= Harald Siepermann =

German animator (1962–2013)

Harald Siepermann (10 June 1962 – 16 February 2013) was a German animator and character designer. His feature film credits included Who Framed Roger Rabbit, Tarzan, and Enchanted. He lectured extensively on character design and animation.

Siepermann was born in Hattingen, West Germany, in 1962. He studied illustration and art at the Folkwang University of the Arts in Essen. He then worked for advertising agencies in Düsseldorf, London, and Zurich.
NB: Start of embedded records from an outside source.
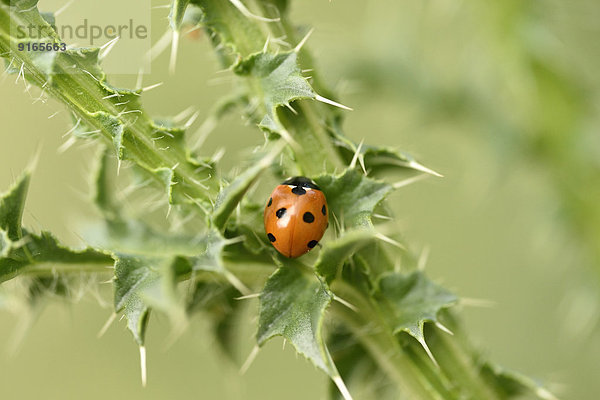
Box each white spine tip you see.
[140,346,148,387]
[315,94,354,111]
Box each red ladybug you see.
[264,176,329,258]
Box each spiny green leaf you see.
[315,229,375,282]
[481,362,556,400]
[192,0,266,58]
[0,2,218,208]
[187,281,243,360]
[114,255,159,346]
[114,254,183,346]
[169,0,190,31]
[212,147,281,230]
[377,271,458,341]
[331,127,441,176]
[0,172,30,241]
[315,169,393,229]
[327,325,398,400]
[234,51,316,133]
[0,172,112,282]
[257,262,337,376]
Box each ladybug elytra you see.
[264,176,329,258]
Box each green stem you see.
[0,5,216,206]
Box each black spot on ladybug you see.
[302,211,315,224]
[292,186,306,196]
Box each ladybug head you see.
[281,176,321,190]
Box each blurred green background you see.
[0,0,600,400]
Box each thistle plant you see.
[0,0,564,399]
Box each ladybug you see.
[264,176,329,258]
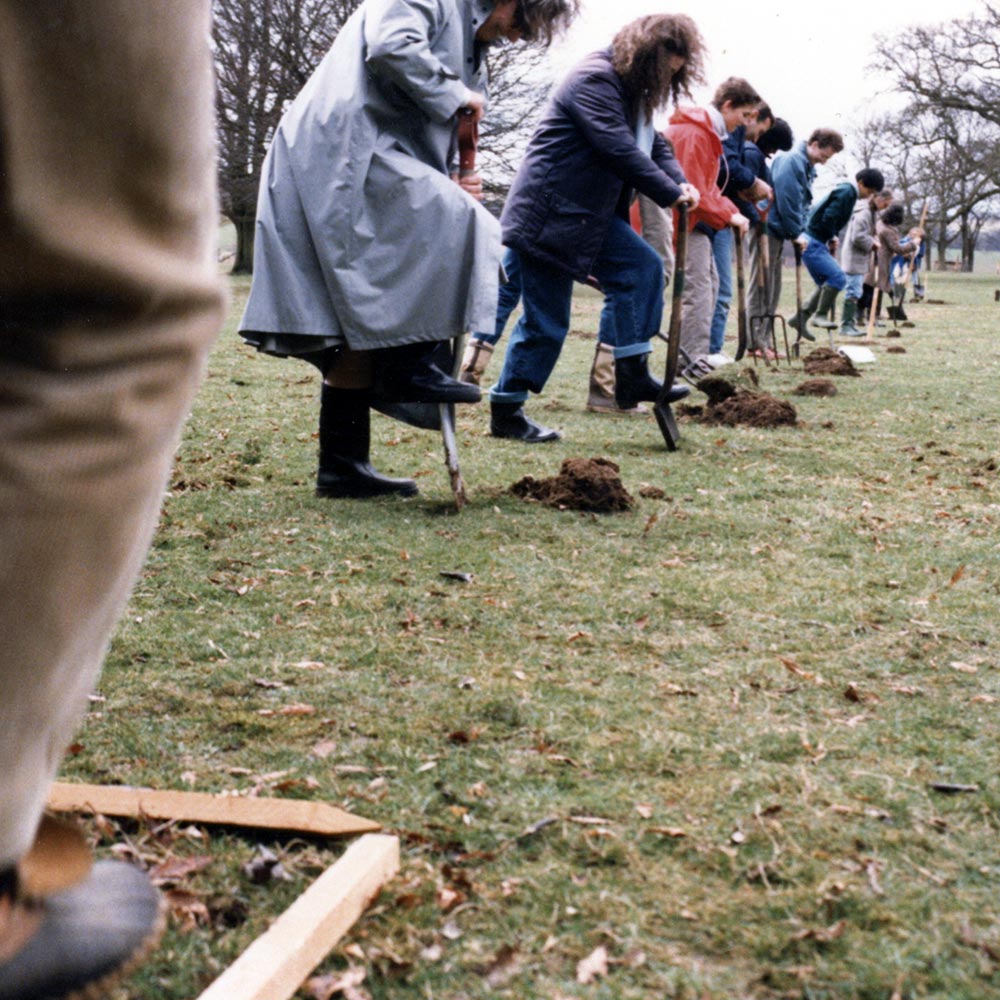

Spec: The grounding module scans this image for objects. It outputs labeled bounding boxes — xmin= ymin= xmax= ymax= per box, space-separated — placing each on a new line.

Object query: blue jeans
xmin=472 ymin=249 xmax=521 ymax=344
xmin=490 ymin=217 xmax=663 ymax=403
xmin=708 ymin=226 xmax=733 ymax=354
xmin=802 ymin=236 xmax=847 ymax=292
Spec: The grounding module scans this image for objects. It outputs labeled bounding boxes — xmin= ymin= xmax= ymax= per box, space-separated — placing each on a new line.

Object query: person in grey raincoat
xmin=240 ymin=0 xmax=578 ymax=497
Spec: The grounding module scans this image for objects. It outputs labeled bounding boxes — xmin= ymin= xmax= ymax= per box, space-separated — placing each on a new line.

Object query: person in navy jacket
xmin=490 ymin=14 xmax=704 ymax=442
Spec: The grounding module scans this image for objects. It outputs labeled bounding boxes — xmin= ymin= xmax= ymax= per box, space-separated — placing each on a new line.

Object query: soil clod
xmin=510 ymin=456 xmax=635 ymax=514
xmin=802 ymin=347 xmax=861 ymax=378
xmin=678 ymin=376 xmax=798 ymax=427
xmin=795 ymin=378 xmax=837 ymax=396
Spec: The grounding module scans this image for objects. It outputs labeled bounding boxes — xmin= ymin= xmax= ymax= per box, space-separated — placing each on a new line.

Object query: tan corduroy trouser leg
xmin=0 ymin=0 xmax=222 ymax=867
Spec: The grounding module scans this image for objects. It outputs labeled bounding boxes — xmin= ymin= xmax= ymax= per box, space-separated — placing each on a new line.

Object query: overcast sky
xmin=551 ymin=0 xmax=980 ymax=174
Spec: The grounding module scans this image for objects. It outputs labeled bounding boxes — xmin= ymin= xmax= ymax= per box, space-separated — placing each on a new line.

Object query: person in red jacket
xmin=664 ymin=77 xmax=761 ymax=378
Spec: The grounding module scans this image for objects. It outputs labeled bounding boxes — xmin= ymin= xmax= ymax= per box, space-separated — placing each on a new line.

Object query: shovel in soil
xmin=792 ymin=243 xmax=816 ymax=357
xmin=733 ymin=226 xmax=749 ymax=361
xmin=749 ymin=222 xmax=792 ymax=364
xmin=438 ymin=108 xmax=479 ymax=510
xmin=653 ymin=205 xmax=687 ymax=451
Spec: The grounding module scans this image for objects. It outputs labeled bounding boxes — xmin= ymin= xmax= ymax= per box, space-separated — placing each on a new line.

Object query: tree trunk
xmin=231 ymin=215 xmax=257 ymax=274
xmin=938 ymin=235 xmax=948 ymax=271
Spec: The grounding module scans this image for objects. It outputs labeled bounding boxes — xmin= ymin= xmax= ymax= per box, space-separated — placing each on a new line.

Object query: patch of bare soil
xmin=795 ymin=378 xmax=837 ymax=396
xmin=708 ymin=389 xmax=799 ymax=427
xmin=697 ymin=375 xmax=736 ymax=406
xmin=802 ymin=347 xmax=861 ymax=378
xmin=678 ymin=375 xmax=798 ymax=427
xmin=510 ymin=456 xmax=635 ymax=514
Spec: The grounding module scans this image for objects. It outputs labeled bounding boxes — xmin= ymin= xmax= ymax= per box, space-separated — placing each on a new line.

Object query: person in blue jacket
xmin=736 ymin=116 xmax=794 ymax=361
xmin=767 ymin=128 xmax=844 ymax=340
xmin=490 ymin=14 xmax=704 ymax=442
xmin=788 ymin=167 xmax=885 ymax=336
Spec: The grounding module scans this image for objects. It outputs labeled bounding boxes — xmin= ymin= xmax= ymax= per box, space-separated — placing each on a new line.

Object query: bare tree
xmin=212 ymin=0 xmax=361 ymax=273
xmin=848 ymin=105 xmax=1000 ymax=271
xmin=213 ymin=0 xmax=548 ymax=273
xmin=876 ymin=2 xmax=1000 ymax=125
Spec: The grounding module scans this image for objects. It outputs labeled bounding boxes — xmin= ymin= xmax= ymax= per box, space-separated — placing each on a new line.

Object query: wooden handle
xmin=458 ymin=108 xmax=479 ymax=176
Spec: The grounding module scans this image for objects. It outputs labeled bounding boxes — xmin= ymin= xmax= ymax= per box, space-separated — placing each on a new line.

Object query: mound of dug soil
xmin=795 ymin=378 xmax=837 ymax=396
xmin=802 ymin=347 xmax=861 ymax=378
xmin=679 ymin=379 xmax=799 ymax=427
xmin=510 ymin=457 xmax=635 ymax=514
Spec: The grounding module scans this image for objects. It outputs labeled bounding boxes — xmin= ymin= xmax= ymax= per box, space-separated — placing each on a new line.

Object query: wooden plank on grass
xmin=49 ymin=782 xmax=382 ymax=837
xmin=198 ymin=834 xmax=399 ymax=1000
He became the lead character designer for the Dutch children's television series, Alfred J. Kwak, during the 1980s. The series was based on a Dutch theatre show by Herman van Veen. Siepermann collaborated on the show's spinoff merchandise, which included comics and a line of toys, with his former Folkwang University professor, Hans Bacher, who also worked on the show. Siepermann first illustrated the title character in a 1985 poster when the theater show was running in Germany, before being used in 1987 during its performance in The Netherlands.

Siepermann's first feature film credit was for the 1988 movie, Who Framed Roger Rabbit, in which he worked as a sketch artist. He continued to work for Walt Disney Animation Studios, focusing on character design, for many of the Disney's animated features, including Mulan in 1998, Tarzan in 1999, The Emperor's New Groove in 2000, Treasure Planet in 2002, Brother Bear in 2003, and the 2007 live action film, Enchanted. His animated film credits outside of Disney included Amblimation's We're Back! A Dinosaur's Story in 1993; the Belgian-German work, Jester Till, in 2003; and Space Chimps in 2008.
2010-2013 he worked on his first directorial venture, the animated film The 7th Dwarf.

Harald Siepermann died of cancer on 16 February 2013, at the age of 50.